We examine the theoretical properties of enforcing priors provided by generative deep neural networks via empirical risk minimization. In particular we consider two models, one in which the task is to invert a generative neural network given access to its last layer and another which entails recovering a latent code in the domain of a generative neural network from compressive linear observations of its last layer. We establish that in both cases, in suitable regimes of network layer sizes and a randomness assumption on the network weights, that the non-convex objective function given by empirical risk minimization does not have any spurious stationary points.
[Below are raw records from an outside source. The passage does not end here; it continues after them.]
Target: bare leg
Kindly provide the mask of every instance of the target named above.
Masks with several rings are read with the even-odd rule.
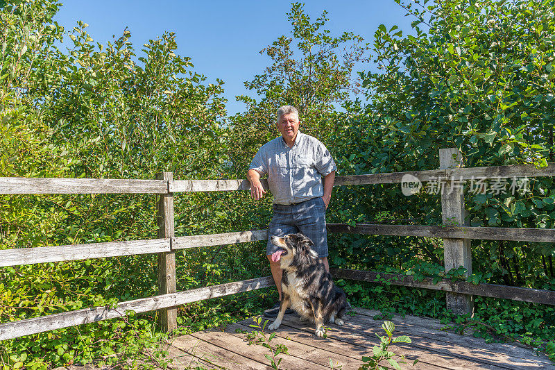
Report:
[[[287,294],[284,294],[284,296],[285,296],[283,297],[283,301],[282,301],[280,305],[280,312],[278,314],[278,317],[276,317],[275,320],[268,327],[268,329],[271,330],[275,330],[280,327],[282,324],[282,320],[283,320],[283,315],[285,314],[285,310],[289,307],[289,296]]]
[[[270,261],[270,270],[272,271],[272,278],[275,284],[275,287],[278,288],[278,294],[280,295],[280,301],[282,300],[282,274],[283,271],[280,267],[280,262],[275,262],[272,260],[272,255],[268,254],[266,255],[268,260]]]
[[[325,267],[325,271],[330,272],[330,264],[327,262],[327,257],[323,257],[321,260],[324,264],[324,267]]]

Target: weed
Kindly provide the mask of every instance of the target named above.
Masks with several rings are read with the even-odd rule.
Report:
[[[407,335],[401,335],[397,338],[393,338],[395,324],[391,321],[384,321],[382,328],[387,335],[380,336],[376,334],[376,336],[379,338],[379,346],[374,346],[373,348],[374,353],[372,357],[364,356],[362,358],[362,361],[365,363],[359,368],[359,370],[386,370],[386,367],[379,364],[382,361],[387,361],[393,369],[400,370],[401,366],[399,362],[402,364],[407,363],[404,356],[398,355],[391,351],[388,351],[388,349],[389,346],[394,343],[411,343],[412,342],[411,338]],[[400,358],[401,360],[395,360],[394,358],[395,357]],[[413,365],[418,362],[418,360],[415,360]]]

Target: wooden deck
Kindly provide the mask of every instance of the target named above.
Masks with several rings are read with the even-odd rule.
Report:
[[[357,369],[361,358],[372,354],[372,347],[379,339],[375,333],[384,334],[382,320],[374,320],[375,311],[355,308],[355,315],[347,317],[345,325],[329,325],[326,338],[314,335],[313,324],[302,323],[296,314],[286,315],[282,326],[271,341],[283,344],[289,355],[283,358],[280,368],[289,370],[330,369]],[[553,369],[555,364],[545,355],[533,351],[507,344],[486,344],[481,338],[442,331],[444,326],[437,320],[422,317],[394,317],[394,336],[409,335],[411,344],[392,346],[391,351],[403,354],[407,363],[403,369]],[[246,331],[254,323],[253,319],[228,325],[225,331],[210,330],[176,338],[169,348],[173,358],[173,369],[194,368],[246,370],[268,369],[269,361],[265,355],[268,348],[248,345]],[[418,362],[412,366],[418,358]],[[386,364],[382,364],[384,366]]]

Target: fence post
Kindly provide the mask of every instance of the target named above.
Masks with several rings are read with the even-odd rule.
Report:
[[[172,172],[160,172],[156,174],[158,180],[173,179]],[[168,187],[169,189],[169,187]],[[157,224],[158,238],[173,237],[173,193],[160,195],[157,204]],[[176,284],[176,252],[158,253],[158,294],[175,293]],[[177,328],[177,308],[171,307],[160,310],[160,323],[162,330],[171,332]]]
[[[462,153],[456,148],[439,149],[439,168],[462,166]],[[444,225],[465,225],[464,183],[456,178],[447,179],[441,187],[441,213]],[[472,251],[470,239],[443,238],[443,259],[445,271],[456,269],[461,266],[472,274]],[[457,293],[446,293],[447,308],[456,314],[473,313],[474,299],[472,296]]]

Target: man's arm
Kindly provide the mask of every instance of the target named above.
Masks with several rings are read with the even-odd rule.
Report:
[[[322,199],[324,200],[326,208],[330,204],[330,201],[332,200],[332,190],[334,188],[334,182],[335,171],[332,171],[324,176],[324,195],[322,196]]]
[[[260,182],[260,174],[258,171],[250,169],[247,171],[247,180],[250,183],[250,196],[255,201],[261,199],[266,194],[266,190]]]

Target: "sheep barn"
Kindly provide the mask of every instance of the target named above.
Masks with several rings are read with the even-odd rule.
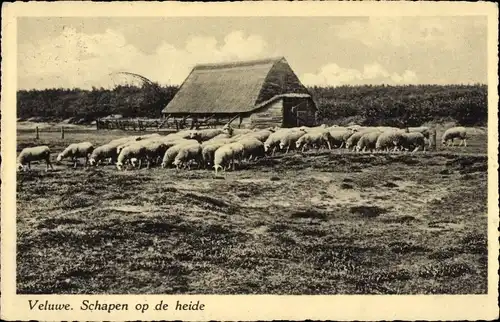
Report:
[[[317,107],[284,57],[196,65],[162,111],[164,122],[240,128],[313,126]]]

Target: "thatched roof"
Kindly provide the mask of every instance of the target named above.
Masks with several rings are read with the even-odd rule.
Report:
[[[163,113],[246,113],[282,97],[310,97],[283,57],[204,64],[193,68]]]

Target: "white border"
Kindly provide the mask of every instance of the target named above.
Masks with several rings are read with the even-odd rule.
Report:
[[[16,89],[17,17],[165,16],[488,16],[488,295],[271,296],[271,295],[16,295]],[[2,4],[2,297],[6,320],[477,320],[499,316],[498,296],[498,7],[472,2],[29,2]],[[129,310],[30,311],[27,299],[50,299],[78,308],[83,299],[155,304],[201,300],[201,312]]]

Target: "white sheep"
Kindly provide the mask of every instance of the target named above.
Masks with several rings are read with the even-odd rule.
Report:
[[[285,128],[276,130],[276,132],[273,132],[271,135],[269,135],[267,140],[264,142],[264,151],[269,152],[272,149],[271,154],[274,155],[276,149],[279,148],[281,139],[287,136],[289,133],[297,131],[300,130],[298,128]],[[301,133],[304,134],[303,131],[301,131]]]
[[[245,137],[238,140],[237,143],[243,145],[242,158],[255,160],[257,157],[263,157],[265,154],[264,143],[254,137]]]
[[[231,138],[231,135],[229,135],[227,133],[221,133],[219,135],[214,136],[210,140],[207,140],[207,141],[203,142],[202,144],[204,144],[204,143],[210,143],[210,142],[214,142],[214,141],[218,141],[218,140],[221,140],[221,139],[230,139],[230,138]]]
[[[290,148],[293,148],[304,135],[309,135],[314,132],[305,132],[302,129],[300,131],[291,131],[284,135],[280,140],[280,150],[284,150],[286,148],[285,153],[288,153]],[[298,148],[298,147],[297,147]]]
[[[217,151],[217,149],[220,148],[221,146],[227,145],[229,143],[231,143],[231,142],[219,140],[217,142],[211,142],[210,144],[206,144],[206,145],[202,144],[201,155],[202,155],[203,164],[205,165],[205,167],[213,165],[215,151]]]
[[[116,161],[116,168],[122,170],[124,164],[127,161],[131,161],[132,158],[136,158],[139,161],[139,168],[142,165],[142,159],[146,156],[146,146],[143,142],[136,142],[135,144],[128,145],[124,147],[120,154],[118,155],[118,160]],[[132,163],[134,165],[134,163]]]
[[[191,131],[190,138],[198,140],[199,142],[204,142],[220,134],[224,134],[222,133],[222,129],[194,130]]]
[[[355,149],[356,145],[358,144],[359,139],[366,133],[368,132],[373,132],[373,131],[378,131],[376,128],[363,128],[362,130],[358,130],[355,133],[353,133],[347,141],[345,142],[345,147],[346,149]]]
[[[296,142],[295,147],[297,149],[302,148],[302,152],[304,152],[306,147],[316,147],[320,149],[323,146],[328,147],[329,150],[332,149],[331,146],[331,136],[328,130],[325,131],[311,131],[303,136],[301,136]]]
[[[85,166],[88,164],[89,156],[94,151],[94,145],[90,142],[80,142],[70,144],[63,152],[57,156],[57,162],[64,158],[71,158],[73,167],[76,168],[78,158],[85,158]]]
[[[238,142],[226,144],[218,148],[214,154],[215,174],[217,175],[219,169],[226,170],[230,165],[232,165],[234,170],[234,160],[239,159],[242,153],[243,145]]]
[[[447,129],[444,131],[443,136],[441,136],[441,144],[442,145],[447,145],[447,146],[454,146],[455,142],[454,139],[458,138],[460,139],[460,143],[458,146],[461,146],[462,144],[464,146],[467,146],[467,129],[463,126],[455,126],[452,128]]]
[[[397,146],[394,145],[394,141],[405,133],[403,130],[393,130],[393,131],[385,131],[382,132],[377,138],[377,142],[375,143],[375,149],[378,151],[389,151],[391,148],[394,151],[397,150]]]
[[[116,149],[123,144],[123,141],[111,141],[110,143],[98,146],[92,151],[89,158],[91,166],[98,165],[104,159],[110,159],[110,162],[116,161],[118,153]]]
[[[243,139],[243,138],[247,138],[247,137],[252,137],[252,138],[256,138],[257,140],[261,141],[261,142],[265,142],[269,136],[274,133],[270,130],[258,130],[258,131],[255,131],[255,132],[250,132],[250,133],[247,133],[247,134],[243,134],[240,139]]]
[[[381,132],[400,130],[400,128],[397,128],[394,126],[375,126],[374,128],[381,131]]]
[[[327,128],[326,124],[321,124],[320,126],[300,126],[300,127],[298,127],[299,130],[304,131],[306,133],[316,131],[316,130],[324,130],[326,128]]]
[[[137,138],[139,138],[138,135],[135,135],[135,136],[126,136],[124,138],[119,138],[119,139],[112,140],[112,141],[108,142],[108,144],[118,146],[118,145],[123,144],[123,143],[128,142],[128,141],[135,141]]]
[[[39,160],[45,160],[47,163],[45,171],[49,170],[49,166],[54,170],[52,163],[50,163],[50,148],[46,145],[24,148],[17,157],[17,167],[19,170],[26,170],[27,165],[28,169],[31,170],[31,162]]]
[[[232,142],[235,142],[237,140],[235,139],[232,139],[232,138],[219,138],[219,139],[212,139],[212,140],[208,140],[208,141],[205,141],[203,143],[201,143],[201,147],[205,147],[205,146],[209,146],[209,145],[212,145],[212,144],[229,144],[229,143],[232,143]]]
[[[405,150],[413,149],[412,153],[419,149],[425,151],[425,136],[420,132],[400,133],[394,137],[393,144]]]
[[[179,169],[181,166],[184,168],[191,169],[191,162],[195,161],[198,167],[203,163],[201,155],[201,145],[187,144],[180,148],[179,152],[175,156],[173,165]]]
[[[247,134],[250,132],[252,132],[252,130],[250,130],[250,129],[234,129],[231,126],[227,126],[227,125],[225,125],[222,128],[222,133],[229,134],[230,136],[235,136],[238,134]]]
[[[356,144],[356,151],[366,151],[370,150],[373,151],[375,150],[375,146],[377,144],[378,137],[382,134],[382,131],[368,131],[365,134],[363,134],[359,140],[358,143]]]
[[[338,148],[342,148],[347,139],[355,132],[354,130],[344,128],[344,127],[336,127],[329,128],[330,132],[330,144],[332,147],[336,146]]]
[[[200,143],[198,143],[198,141],[196,140],[182,140],[182,141],[179,141],[177,142],[176,144],[172,145],[171,147],[169,147],[164,155],[163,155],[163,159],[162,159],[162,162],[161,162],[161,167],[162,168],[166,168],[167,166],[171,165],[174,160],[175,160],[175,157],[177,156],[177,154],[179,153],[179,151],[181,150],[181,148],[185,145],[199,145]]]
[[[121,170],[127,161],[135,167],[135,160],[138,161],[138,168],[142,166],[143,160],[147,162],[149,169],[151,163],[155,162],[167,150],[165,143],[154,140],[140,140],[124,147],[118,155],[116,167]],[[135,160],[134,160],[135,159]]]

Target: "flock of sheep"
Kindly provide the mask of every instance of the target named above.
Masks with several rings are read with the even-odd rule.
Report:
[[[434,129],[414,127],[399,129],[394,127],[331,126],[269,128],[269,129],[221,129],[184,130],[168,135],[149,134],[128,136],[94,147],[90,142],[73,143],[57,156],[57,162],[70,158],[73,166],[78,158],[85,158],[85,166],[115,164],[118,170],[126,167],[141,168],[161,165],[191,168],[235,169],[235,161],[252,160],[274,155],[277,151],[346,148],[358,152],[411,151],[412,153],[432,145]],[[464,127],[446,130],[441,137],[443,145],[467,146],[467,131]],[[18,168],[30,169],[32,161],[43,160],[47,170],[53,169],[50,162],[50,148],[37,146],[25,148],[18,156]]]

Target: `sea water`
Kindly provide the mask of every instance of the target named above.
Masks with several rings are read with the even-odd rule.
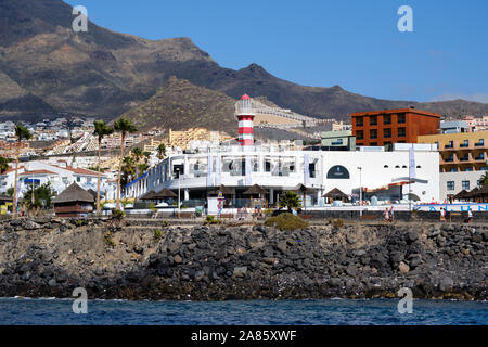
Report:
[[[2,325],[486,325],[487,301],[413,300],[399,313],[396,299],[128,301],[89,300],[76,314],[72,299],[0,298]]]

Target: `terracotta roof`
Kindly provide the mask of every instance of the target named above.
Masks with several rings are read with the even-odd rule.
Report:
[[[66,166],[65,169],[75,172],[76,175],[99,176],[99,172],[97,171],[84,169],[80,167],[74,168],[72,166]]]
[[[33,170],[18,174],[18,176],[30,176],[30,175],[57,175],[57,174],[49,170]]]
[[[23,168],[24,168],[24,166],[18,165],[18,169],[23,169]],[[8,175],[10,172],[14,172],[14,171],[15,171],[15,169],[13,167],[10,167],[2,174],[2,176]]]
[[[244,195],[258,195],[258,194],[268,194],[268,191],[265,190],[259,184],[254,184],[252,188],[244,192]]]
That is, we establish that with high probability, at any point away from small neighborhoods around two scalar multiples of the desired solution, there is a descent direction. These results constitute the first theoretical guarantees which establish the favorable global geometry of these non-convex optimization problems, and bridge the gap between the empirical success of deep learning and a rigorous understanding of non-linear inverse problems.

1 Introduction

Exploiting the structure of natural signals and images has proven to be a fruitful endeavor across many domains of science. Breaking with the dogma of the Nyquist sampling theorem, which stems from worst-case analysis, Candes and Tao, and Donoho [8, 10], provided a theory and practice of compressed sensing (CS), which exploits the sparsity of natural signals to design acquisition strategies whose sample complexity is on par with the sparsity level of the signal at hand. On a practical level, compressed sensing has lead to significant reduction in the sample complexity of signal acquisition of natural images, for instance speeding up MRI imaging by a factor of 10. Beyond MRI, compressed sensing has impacted many if not all imaging sciences, by providing a general tool to exploit the parsimony of natural signals to improve acquisition speed, increase SNR and reduce sample complexity. CS has also lead to the development of the fields of matrix completion [7], phase retrieval, [9, 6] and several other subfields [1] which analogously exploit the sparsity of singular values of low rank matrices as well as sparsity in some basis.

Meanwhile, the advent of practical deep learning has significantly improved meaningful compression of images and acoustic signals. For instance, deep learning techniques are now the state of the art across most of computer vision, and have taken the field far beyond where it stood just a few years prior. The success of deep learning ostensibly stems from its ability to exploit the hierarchical nature of images and other signals. There are many techniques and add-on architectural choices associated with deep learning, but many of them are non-essential from a theoretical and, to an extent, practical perspective, with simple convolutional deep nets with ReLUs achieving close to the state of the art performance on many tasks [15]. The class of functions represented by such deep networks is readily interpretable as hierarchical compression schemes with exponentially many linear filters, each being a linear combination of filters in earlier layers. Constructing such compression schemes by hand would be quite tedious if not impossible, and the biggest surprise of deep learning is that simple stochastic gradient descent (SGD) allows one to efficiently traverse this class of functions subject to highly non-convex learning objectives. While this latter property has been empirically established in an impressive number of applications, it has so far eluded a completely satisfactory theoretical explanation.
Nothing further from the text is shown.